Lessons Learned from the First Bug I Fixed in Firefox

I had a long standing desire to contribute to Firefox code and this summer I finally had the chance to do so. I like to share my experience for those who have similar intentions but haven't done so yet so here we go.

Your first stop should of course be MDN which stands for Mozilla Developer Network. There you can find all kinds of information including the ones I will mention in this post and documentation about the development of Firefox and other Mozilla components. It's a wiki site meaning that you can already start seeking opportunities to contribute to Mozilla by possibly updating missing or outdated information in the documentation. I will not go into detail about how to build Firefox since all the information is already available there and it's pretty straightforward.

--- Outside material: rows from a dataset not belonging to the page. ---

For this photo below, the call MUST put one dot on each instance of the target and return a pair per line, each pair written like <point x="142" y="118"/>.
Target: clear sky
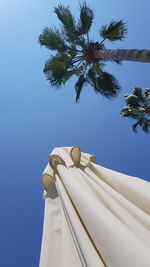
<point x="34" y="118"/>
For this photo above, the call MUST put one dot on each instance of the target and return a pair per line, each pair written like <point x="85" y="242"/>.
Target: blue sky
<point x="34" y="118"/>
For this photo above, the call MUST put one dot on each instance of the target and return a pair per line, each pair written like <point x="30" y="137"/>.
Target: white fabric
<point x="93" y="216"/>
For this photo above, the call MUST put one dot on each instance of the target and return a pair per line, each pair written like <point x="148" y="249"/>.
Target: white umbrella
<point x="93" y="216"/>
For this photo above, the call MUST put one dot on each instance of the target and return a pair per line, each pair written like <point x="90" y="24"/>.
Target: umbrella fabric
<point x="93" y="216"/>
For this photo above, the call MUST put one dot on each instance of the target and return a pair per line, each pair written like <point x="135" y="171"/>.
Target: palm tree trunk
<point x="124" y="54"/>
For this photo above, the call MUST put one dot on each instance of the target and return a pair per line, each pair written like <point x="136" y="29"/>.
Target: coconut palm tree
<point x="76" y="54"/>
<point x="138" y="108"/>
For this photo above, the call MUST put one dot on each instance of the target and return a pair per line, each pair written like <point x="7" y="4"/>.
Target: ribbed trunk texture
<point x="124" y="54"/>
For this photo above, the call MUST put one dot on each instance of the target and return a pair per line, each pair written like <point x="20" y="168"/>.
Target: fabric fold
<point x="103" y="215"/>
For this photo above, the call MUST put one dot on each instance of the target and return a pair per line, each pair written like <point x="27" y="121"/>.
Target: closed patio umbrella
<point x="93" y="216"/>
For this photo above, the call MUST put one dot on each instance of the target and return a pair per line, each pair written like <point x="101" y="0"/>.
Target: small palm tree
<point x="138" y="108"/>
<point x="76" y="54"/>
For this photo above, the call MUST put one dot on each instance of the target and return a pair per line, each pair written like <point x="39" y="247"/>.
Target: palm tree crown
<point x="138" y="108"/>
<point x="75" y="52"/>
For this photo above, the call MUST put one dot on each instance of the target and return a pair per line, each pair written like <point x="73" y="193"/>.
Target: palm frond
<point x="57" y="70"/>
<point x="107" y="85"/>
<point x="145" y="127"/>
<point x="86" y="19"/>
<point x="79" y="86"/>
<point x="134" y="127"/>
<point x="68" y="22"/>
<point x="51" y="38"/>
<point x="116" y="30"/>
<point x="131" y="100"/>
<point x="138" y="92"/>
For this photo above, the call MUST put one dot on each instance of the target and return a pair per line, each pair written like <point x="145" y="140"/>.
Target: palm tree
<point x="138" y="108"/>
<point x="76" y="54"/>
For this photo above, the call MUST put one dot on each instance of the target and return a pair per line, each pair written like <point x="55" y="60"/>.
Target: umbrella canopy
<point x="93" y="216"/>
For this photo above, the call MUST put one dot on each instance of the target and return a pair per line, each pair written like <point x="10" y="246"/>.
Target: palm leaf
<point x="57" y="70"/>
<point x="79" y="86"/>
<point x="68" y="22"/>
<point x="138" y="92"/>
<point x="107" y="85"/>
<point x="145" y="127"/>
<point x="116" y="30"/>
<point x="51" y="38"/>
<point x="134" y="127"/>
<point x="86" y="19"/>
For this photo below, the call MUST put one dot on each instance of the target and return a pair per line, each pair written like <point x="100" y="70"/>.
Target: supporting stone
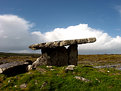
<point x="57" y="56"/>
<point x="72" y="54"/>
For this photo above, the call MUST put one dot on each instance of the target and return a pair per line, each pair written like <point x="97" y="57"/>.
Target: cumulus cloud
<point x="16" y="37"/>
<point x="104" y="43"/>
<point x="14" y="33"/>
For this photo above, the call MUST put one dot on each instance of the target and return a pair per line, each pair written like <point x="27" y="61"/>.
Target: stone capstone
<point x="56" y="54"/>
<point x="61" y="43"/>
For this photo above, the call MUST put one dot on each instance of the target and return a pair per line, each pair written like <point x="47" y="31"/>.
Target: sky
<point x="25" y="22"/>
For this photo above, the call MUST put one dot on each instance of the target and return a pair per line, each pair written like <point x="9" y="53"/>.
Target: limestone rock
<point x="82" y="79"/>
<point x="61" y="43"/>
<point x="73" y="55"/>
<point x="23" y="85"/>
<point x="70" y="68"/>
<point x="13" y="68"/>
<point x="29" y="67"/>
<point x="42" y="60"/>
<point x="57" y="56"/>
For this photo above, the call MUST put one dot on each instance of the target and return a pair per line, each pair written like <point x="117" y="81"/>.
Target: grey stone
<point x="70" y="68"/>
<point x="61" y="43"/>
<point x="55" y="53"/>
<point x="23" y="85"/>
<point x="73" y="54"/>
<point x="13" y="68"/>
<point x="57" y="56"/>
<point x="42" y="60"/>
<point x="82" y="79"/>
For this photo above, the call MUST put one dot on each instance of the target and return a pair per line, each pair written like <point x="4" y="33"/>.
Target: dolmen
<point x="59" y="53"/>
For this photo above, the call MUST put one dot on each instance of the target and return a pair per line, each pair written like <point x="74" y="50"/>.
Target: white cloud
<point x="14" y="33"/>
<point x="104" y="43"/>
<point x="15" y="36"/>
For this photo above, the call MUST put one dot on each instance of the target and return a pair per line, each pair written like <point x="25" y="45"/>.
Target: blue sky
<point x="24" y="22"/>
<point x="50" y="14"/>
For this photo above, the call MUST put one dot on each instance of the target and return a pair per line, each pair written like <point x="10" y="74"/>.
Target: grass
<point x="46" y="79"/>
<point x="59" y="80"/>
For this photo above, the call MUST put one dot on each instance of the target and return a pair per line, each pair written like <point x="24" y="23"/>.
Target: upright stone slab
<point x="72" y="54"/>
<point x="57" y="56"/>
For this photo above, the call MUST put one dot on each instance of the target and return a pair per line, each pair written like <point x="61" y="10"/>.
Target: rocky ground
<point x="93" y="73"/>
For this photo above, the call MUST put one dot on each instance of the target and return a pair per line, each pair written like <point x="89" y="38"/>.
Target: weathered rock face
<point x="73" y="54"/>
<point x="13" y="68"/>
<point x="42" y="60"/>
<point x="57" y="56"/>
<point x="61" y="43"/>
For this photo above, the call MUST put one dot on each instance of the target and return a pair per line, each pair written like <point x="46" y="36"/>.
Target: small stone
<point x="9" y="81"/>
<point x="50" y="67"/>
<point x="41" y="70"/>
<point x="42" y="60"/>
<point x="29" y="67"/>
<point x="82" y="79"/>
<point x="44" y="84"/>
<point x="69" y="68"/>
<point x="23" y="85"/>
<point x="15" y="86"/>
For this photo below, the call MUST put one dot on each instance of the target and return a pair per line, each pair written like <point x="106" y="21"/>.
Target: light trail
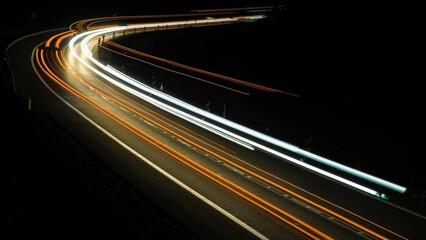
<point x="239" y="139"/>
<point x="271" y="209"/>
<point x="249" y="197"/>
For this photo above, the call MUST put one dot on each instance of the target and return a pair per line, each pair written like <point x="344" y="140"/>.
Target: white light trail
<point x="216" y="129"/>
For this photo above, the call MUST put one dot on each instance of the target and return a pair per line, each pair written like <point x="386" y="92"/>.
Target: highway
<point x="221" y="179"/>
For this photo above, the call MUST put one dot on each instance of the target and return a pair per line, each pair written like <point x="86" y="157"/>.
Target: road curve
<point x="219" y="181"/>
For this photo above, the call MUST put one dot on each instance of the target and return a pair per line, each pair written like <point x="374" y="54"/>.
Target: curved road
<point x="218" y="181"/>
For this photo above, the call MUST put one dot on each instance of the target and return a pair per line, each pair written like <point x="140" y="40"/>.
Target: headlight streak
<point x="260" y="177"/>
<point x="59" y="81"/>
<point x="177" y="72"/>
<point x="231" y="124"/>
<point x="50" y="74"/>
<point x="274" y="211"/>
<point x="230" y="79"/>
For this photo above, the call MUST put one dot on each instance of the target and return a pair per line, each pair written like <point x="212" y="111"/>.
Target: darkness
<point x="356" y="55"/>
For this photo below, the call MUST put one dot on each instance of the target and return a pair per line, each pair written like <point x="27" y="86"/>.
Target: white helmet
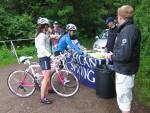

Your second objective is to find a bug you can work on. I used bugsahoy for this purpose and found myself a mentored bug. There are also a few alternative ways to find some work. You can fix a bug that you already encounter or try to add a feature that you want to see in Firefox although these could likely be more difficult than mentored bugs.

So my first bug was a simple memory leak in the sprintf function of the underlying JavaScript engine. At first I wasn't able to comprehend how the code was actually working since it was a little bit convoluted. Luckily, the leaking variable was already mentioned in the report so I was able to see the bug without understanding much of the code itself.

Sometimes you don't need to understand how the code works, it may be enough just to recognize the bug.

The particular function I have worked on was a 300 hundred lines beast. As we know, long functions are usually dangerous and this was no exception. It was leaking memory at early returns. High level conceptual overview of the function looks like this:

static int
dosprintf(...)
{
    Resource* resource = allocate(...);

    // ...
    // 100 lines later
    // ...

    if (...) {
        return -1;
        // oops, we forgot to free the resource here
    }

    // ...
    // 200 lines later
    // ...

    free(resource); // like this
    return -1;
}

This is a classical example for why people use RAII idiom in C++ and this was already the suggestion in the first comment by the mentor. Since the bug wasn't touched for about 2 months, I started working on it without notifying anyone but in general you should tell people that you're working on the bug so people shall not work on the same bug at the same time. My first attempt looked like this:

struct ResourceHandler
{
    Resource* resource;

    ResourceHandler(...)
    {
        resource = allocate(...);
    }

    ~ResourceHandler() {
        free(resource);
    }
};

static int
dosprintf(...)
{
    ResourceHandler handle(...);
    Resource* resource = handle.resource;

    // ...
    // 100 lines later
    // ...

    if (...) {
        // now we don't need to manually free resource here
        return -1;
    }

    // ...
    // 200 lines later
    // ...

    // as well as here
    return -1;
}

In the review, I was told to simplify the constructor since I was getting all the arguments of the allocator and construct the object inside the handler while I could simply take the pointer of the constructed object to be more generic. There was also a problem with my destructor. The way this allocator works was to allocate the memory on the stack when the number of items are small and on the heap when its large, so only in the latter case it was required to free the memory.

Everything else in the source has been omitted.